Search code examples
apache-sparkpysparkapache-spark-sqlrdd

Does Spark's RDD.combineByKey() preserve the order of a previously sorted DataFrame?


I've done this in PySpark:

  1. Created a DataFrame using a SELECT statement to get asset data ordered by asset serial number and then time.
  2. Used DataFrame.map() to convert the DataFrame to an RDD.
  3. Used RDD.combineByKey() to collate all the data for each asset, using the asset's serial number as the key.

Question: Can I be certain that the data for each asset will still be sorted in time order in the RDD resulting from the last step?

Time order is crucial for me (I need to calculate statistics over a moving time window across the data for each asset). When RDD.combineByKey() combines data from different nodes in the Spark cluster for a given key, is any order in that key's data retained? Or is the data from the different nodes combined in no particular order for a given key?


Solution

  • Can I be certain that the data for each asset will still be sorted in time order in the RDD resulting from the last step?

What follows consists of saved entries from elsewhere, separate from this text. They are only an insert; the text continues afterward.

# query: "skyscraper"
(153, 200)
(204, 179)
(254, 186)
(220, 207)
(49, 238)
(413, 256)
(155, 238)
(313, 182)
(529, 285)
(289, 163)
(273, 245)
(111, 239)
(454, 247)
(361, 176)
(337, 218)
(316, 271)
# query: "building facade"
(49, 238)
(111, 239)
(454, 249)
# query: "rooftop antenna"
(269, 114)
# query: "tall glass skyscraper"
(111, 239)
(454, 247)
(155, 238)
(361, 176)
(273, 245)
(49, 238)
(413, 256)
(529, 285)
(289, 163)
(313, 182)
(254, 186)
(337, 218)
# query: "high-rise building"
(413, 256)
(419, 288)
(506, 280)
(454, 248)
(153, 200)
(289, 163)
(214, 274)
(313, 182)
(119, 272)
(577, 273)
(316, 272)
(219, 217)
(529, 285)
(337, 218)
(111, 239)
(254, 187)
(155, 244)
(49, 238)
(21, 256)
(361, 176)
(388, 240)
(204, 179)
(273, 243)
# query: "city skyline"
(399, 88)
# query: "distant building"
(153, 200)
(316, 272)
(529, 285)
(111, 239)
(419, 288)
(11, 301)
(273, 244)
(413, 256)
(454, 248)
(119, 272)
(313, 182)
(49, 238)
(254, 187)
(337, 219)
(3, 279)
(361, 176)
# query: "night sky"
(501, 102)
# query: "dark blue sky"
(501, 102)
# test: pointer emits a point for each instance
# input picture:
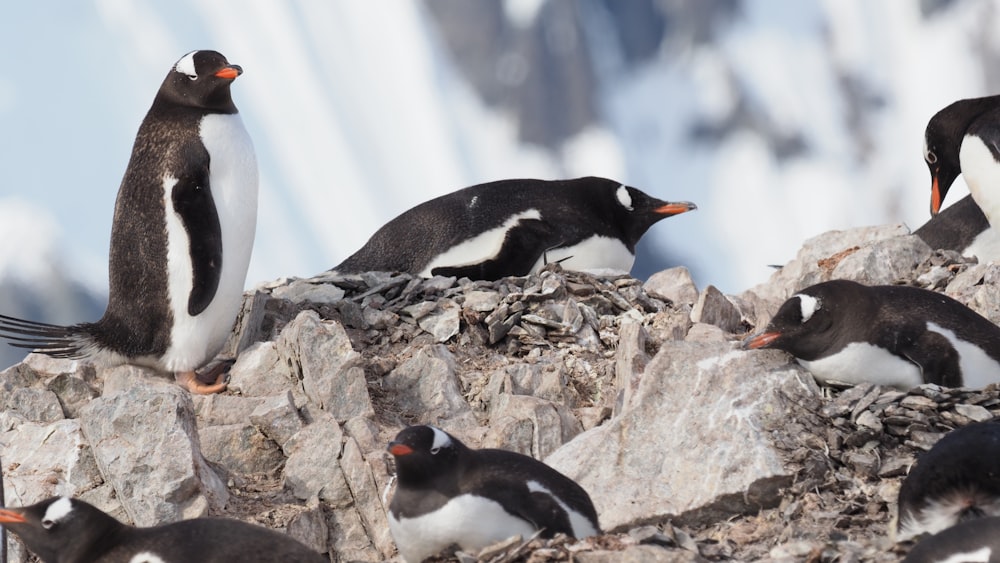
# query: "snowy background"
(780, 119)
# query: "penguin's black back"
(570, 210)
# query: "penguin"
(898, 336)
(962, 139)
(973, 541)
(957, 480)
(181, 238)
(963, 228)
(67, 530)
(516, 227)
(447, 493)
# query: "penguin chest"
(471, 521)
(198, 333)
(863, 362)
(982, 174)
(596, 255)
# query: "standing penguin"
(447, 493)
(61, 529)
(515, 227)
(181, 238)
(890, 335)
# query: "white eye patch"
(185, 66)
(809, 305)
(57, 511)
(441, 439)
(624, 198)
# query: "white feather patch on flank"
(982, 173)
(624, 197)
(862, 362)
(978, 368)
(808, 304)
(233, 180)
(58, 510)
(597, 254)
(480, 248)
(441, 438)
(185, 66)
(580, 524)
(146, 557)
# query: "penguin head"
(636, 211)
(58, 527)
(201, 79)
(424, 454)
(800, 326)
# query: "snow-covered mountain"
(780, 119)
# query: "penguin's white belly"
(194, 340)
(596, 254)
(472, 522)
(862, 362)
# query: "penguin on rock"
(514, 228)
(65, 530)
(447, 493)
(181, 238)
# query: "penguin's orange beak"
(395, 448)
(760, 340)
(935, 196)
(675, 208)
(230, 72)
(11, 517)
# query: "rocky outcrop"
(690, 447)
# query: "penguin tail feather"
(58, 341)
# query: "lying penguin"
(899, 336)
(515, 227)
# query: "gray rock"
(277, 418)
(312, 470)
(145, 442)
(332, 373)
(675, 285)
(43, 460)
(241, 449)
(709, 426)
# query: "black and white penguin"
(974, 541)
(901, 336)
(449, 494)
(962, 227)
(61, 529)
(515, 227)
(957, 480)
(181, 238)
(963, 139)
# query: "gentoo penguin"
(958, 479)
(974, 541)
(181, 238)
(889, 335)
(515, 227)
(449, 494)
(962, 139)
(962, 227)
(65, 530)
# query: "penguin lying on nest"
(514, 228)
(181, 237)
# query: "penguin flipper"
(520, 250)
(192, 200)
(937, 358)
(58, 341)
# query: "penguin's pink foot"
(190, 381)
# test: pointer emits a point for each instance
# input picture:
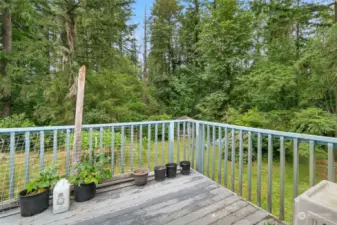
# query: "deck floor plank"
(191, 200)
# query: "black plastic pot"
(159, 173)
(185, 167)
(31, 205)
(171, 170)
(84, 192)
(140, 176)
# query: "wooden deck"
(192, 199)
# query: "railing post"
(12, 165)
(171, 141)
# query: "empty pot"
(171, 170)
(185, 167)
(140, 176)
(159, 173)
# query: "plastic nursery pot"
(140, 176)
(185, 167)
(33, 204)
(159, 173)
(171, 170)
(84, 192)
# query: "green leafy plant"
(86, 173)
(47, 179)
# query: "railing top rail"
(87, 126)
(308, 137)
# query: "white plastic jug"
(61, 196)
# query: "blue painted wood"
(101, 140)
(213, 153)
(90, 145)
(199, 148)
(286, 135)
(178, 143)
(156, 143)
(226, 158)
(193, 144)
(259, 168)
(149, 147)
(27, 157)
(189, 141)
(55, 146)
(295, 168)
(233, 161)
(68, 153)
(122, 149)
(240, 161)
(41, 150)
(274, 133)
(282, 180)
(184, 144)
(219, 154)
(112, 150)
(131, 148)
(270, 173)
(171, 142)
(331, 163)
(250, 166)
(208, 149)
(140, 145)
(203, 148)
(312, 164)
(11, 165)
(163, 144)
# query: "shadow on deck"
(192, 199)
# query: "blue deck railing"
(260, 170)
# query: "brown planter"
(140, 176)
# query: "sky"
(138, 18)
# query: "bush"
(15, 120)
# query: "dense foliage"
(87, 173)
(269, 64)
(46, 179)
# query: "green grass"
(303, 172)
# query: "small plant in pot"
(35, 198)
(87, 176)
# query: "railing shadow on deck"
(269, 168)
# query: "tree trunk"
(7, 46)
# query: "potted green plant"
(35, 198)
(86, 176)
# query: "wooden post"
(76, 158)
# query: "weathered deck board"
(192, 199)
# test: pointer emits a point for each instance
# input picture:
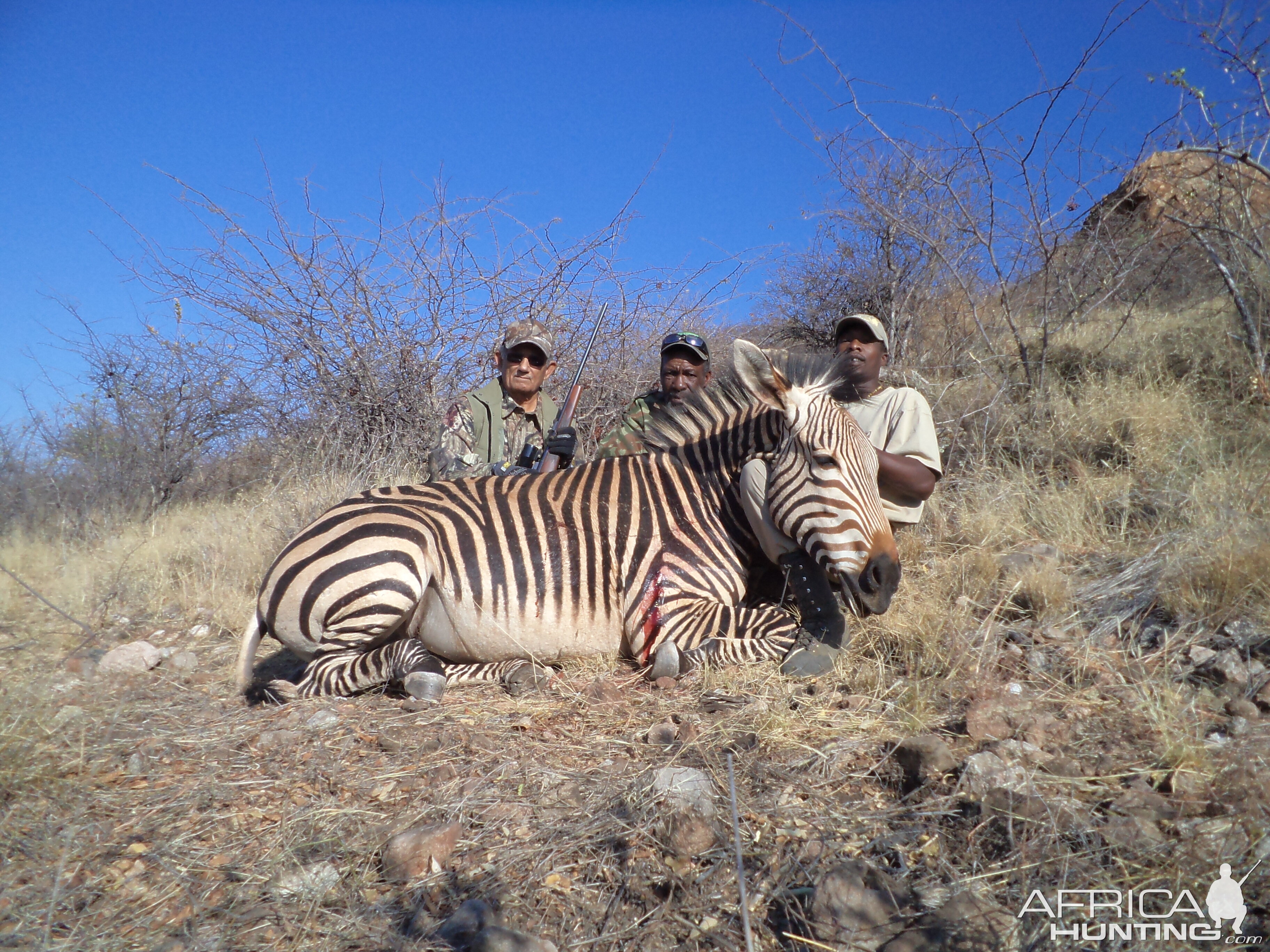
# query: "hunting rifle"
(549, 461)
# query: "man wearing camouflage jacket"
(685, 367)
(486, 432)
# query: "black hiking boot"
(822, 634)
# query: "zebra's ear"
(760, 375)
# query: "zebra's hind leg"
(519, 676)
(351, 671)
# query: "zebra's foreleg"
(519, 676)
(353, 669)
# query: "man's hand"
(563, 445)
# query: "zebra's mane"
(707, 411)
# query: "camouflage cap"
(530, 331)
(690, 339)
(877, 328)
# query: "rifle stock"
(550, 461)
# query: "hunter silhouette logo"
(1225, 899)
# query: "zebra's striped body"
(615, 556)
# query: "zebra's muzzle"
(872, 591)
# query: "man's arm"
(906, 479)
(455, 452)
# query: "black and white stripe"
(479, 577)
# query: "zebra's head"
(822, 489)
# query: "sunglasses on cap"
(536, 358)
(690, 339)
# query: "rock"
(308, 883)
(500, 938)
(82, 666)
(1065, 767)
(134, 658)
(1201, 656)
(986, 720)
(966, 923)
(686, 789)
(664, 734)
(691, 834)
(924, 757)
(602, 691)
(323, 720)
(389, 743)
(64, 716)
(985, 771)
(469, 919)
(274, 740)
(413, 854)
(860, 905)
(1231, 666)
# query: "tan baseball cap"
(874, 325)
(530, 331)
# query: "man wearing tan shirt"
(900, 426)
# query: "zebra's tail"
(247, 653)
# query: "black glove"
(563, 443)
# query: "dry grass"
(1145, 465)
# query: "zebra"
(643, 556)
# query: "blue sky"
(564, 106)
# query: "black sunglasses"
(690, 339)
(535, 357)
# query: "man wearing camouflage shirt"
(487, 431)
(685, 367)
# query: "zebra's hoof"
(425, 686)
(284, 691)
(666, 662)
(527, 678)
(809, 660)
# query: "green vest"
(487, 407)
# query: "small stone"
(1201, 656)
(925, 757)
(412, 854)
(1242, 707)
(323, 720)
(985, 771)
(685, 787)
(500, 938)
(274, 740)
(134, 658)
(308, 883)
(691, 834)
(65, 715)
(389, 743)
(859, 905)
(664, 734)
(82, 666)
(1231, 666)
(602, 691)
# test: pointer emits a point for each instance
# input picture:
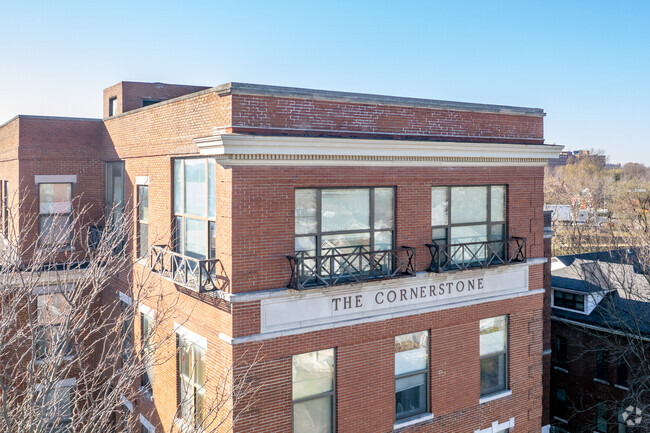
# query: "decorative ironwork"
(200, 275)
(349, 265)
(94, 236)
(477, 254)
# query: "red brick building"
(381, 258)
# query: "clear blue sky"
(586, 63)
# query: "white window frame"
(496, 427)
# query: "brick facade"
(255, 231)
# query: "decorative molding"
(192, 336)
(56, 178)
(244, 149)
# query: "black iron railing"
(195, 274)
(482, 254)
(349, 265)
(94, 236)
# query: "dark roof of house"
(616, 276)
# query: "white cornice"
(243, 149)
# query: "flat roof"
(366, 98)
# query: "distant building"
(314, 203)
(596, 316)
(575, 156)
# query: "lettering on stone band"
(395, 296)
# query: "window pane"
(212, 188)
(143, 206)
(498, 232)
(313, 416)
(411, 352)
(468, 204)
(306, 243)
(345, 209)
(344, 243)
(439, 207)
(439, 236)
(468, 234)
(305, 205)
(196, 238)
(55, 198)
(493, 374)
(383, 241)
(195, 187)
(51, 307)
(493, 335)
(384, 208)
(497, 205)
(178, 185)
(143, 240)
(313, 373)
(55, 229)
(410, 396)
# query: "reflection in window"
(191, 381)
(195, 207)
(468, 214)
(411, 374)
(52, 339)
(494, 355)
(55, 214)
(313, 392)
(340, 221)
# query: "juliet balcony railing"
(199, 275)
(482, 254)
(349, 265)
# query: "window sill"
(147, 393)
(502, 394)
(425, 417)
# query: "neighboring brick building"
(350, 242)
(600, 332)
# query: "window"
(561, 352)
(143, 220)
(191, 381)
(344, 221)
(126, 313)
(147, 102)
(4, 210)
(622, 371)
(146, 324)
(114, 194)
(602, 365)
(621, 420)
(52, 339)
(411, 374)
(601, 417)
(112, 106)
(195, 207)
(55, 214)
(313, 392)
(494, 355)
(561, 403)
(56, 405)
(572, 301)
(468, 214)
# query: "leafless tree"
(69, 352)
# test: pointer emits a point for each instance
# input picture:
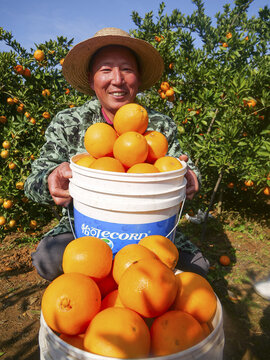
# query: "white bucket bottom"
(211, 348)
(123, 208)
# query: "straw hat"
(76, 64)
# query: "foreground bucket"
(122, 208)
(211, 348)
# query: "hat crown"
(111, 31)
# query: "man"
(114, 67)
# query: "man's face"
(114, 78)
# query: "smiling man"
(111, 67)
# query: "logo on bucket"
(119, 235)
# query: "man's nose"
(117, 76)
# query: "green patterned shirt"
(65, 138)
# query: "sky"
(32, 21)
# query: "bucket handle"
(179, 217)
(175, 226)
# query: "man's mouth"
(118, 93)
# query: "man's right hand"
(58, 182)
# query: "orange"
(163, 247)
(19, 69)
(99, 139)
(165, 86)
(12, 166)
(33, 224)
(6, 144)
(46, 92)
(39, 55)
(130, 117)
(128, 255)
(157, 145)
(2, 220)
(130, 148)
(148, 287)
(10, 101)
(19, 185)
(142, 168)
(106, 284)
(174, 331)
(4, 154)
(170, 92)
(110, 300)
(88, 255)
(107, 163)
(3, 119)
(7, 204)
(27, 73)
(46, 115)
(195, 296)
(70, 302)
(168, 163)
(224, 260)
(74, 340)
(118, 333)
(85, 160)
(249, 183)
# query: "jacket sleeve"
(52, 154)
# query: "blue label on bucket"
(119, 235)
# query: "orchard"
(215, 86)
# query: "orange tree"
(218, 93)
(32, 90)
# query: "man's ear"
(91, 81)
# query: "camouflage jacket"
(65, 138)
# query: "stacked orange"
(127, 146)
(132, 306)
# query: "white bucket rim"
(92, 356)
(124, 176)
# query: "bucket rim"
(126, 175)
(91, 356)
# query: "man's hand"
(58, 182)
(192, 182)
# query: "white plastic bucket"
(211, 348)
(122, 208)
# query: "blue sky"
(32, 21)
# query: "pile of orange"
(127, 146)
(133, 306)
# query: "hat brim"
(76, 64)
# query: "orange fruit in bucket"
(174, 331)
(74, 340)
(128, 255)
(142, 168)
(85, 160)
(107, 163)
(118, 333)
(148, 287)
(130, 117)
(110, 300)
(163, 247)
(70, 302)
(157, 145)
(99, 139)
(195, 296)
(168, 163)
(130, 148)
(88, 255)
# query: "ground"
(246, 315)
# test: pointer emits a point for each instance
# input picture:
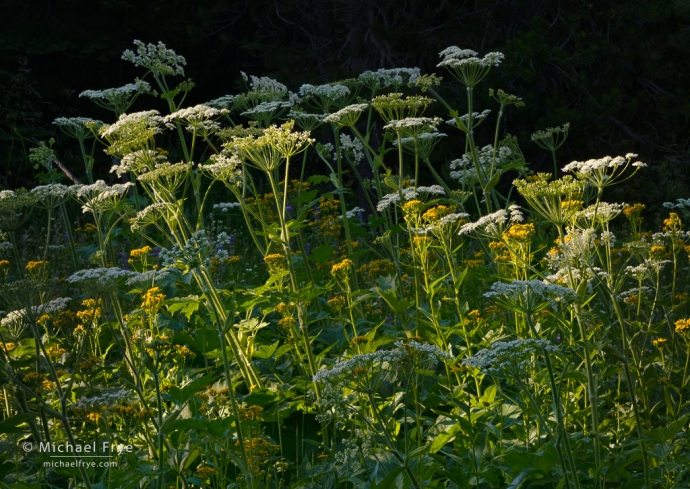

    You cannot. When you apply sort across multiple dimensions (data ordered by asset serial number and then time) records for a single asset can be spread across multiple partitions. combineByKey will require a shuffle and the order in which these parts are combined is not guaranteed.

    You can try with repartition and sortWithinPartitions (or its equivalent on RDDs):

    df.repartition("asset").sortWithinPartitions("time")
    

    or

    df.repartition("asset").sortWithinPartitions("asset", "time")
    

    or window functions with frame definition as follows:

    w = Window.partitionBy("asset").orderBy("time")
    

    In Spark >= 2.0 window functions can be used with UserDefinedFunctions so if you're fine with writing your own SQL extensions in Scala you can skip conversion to RDD completely.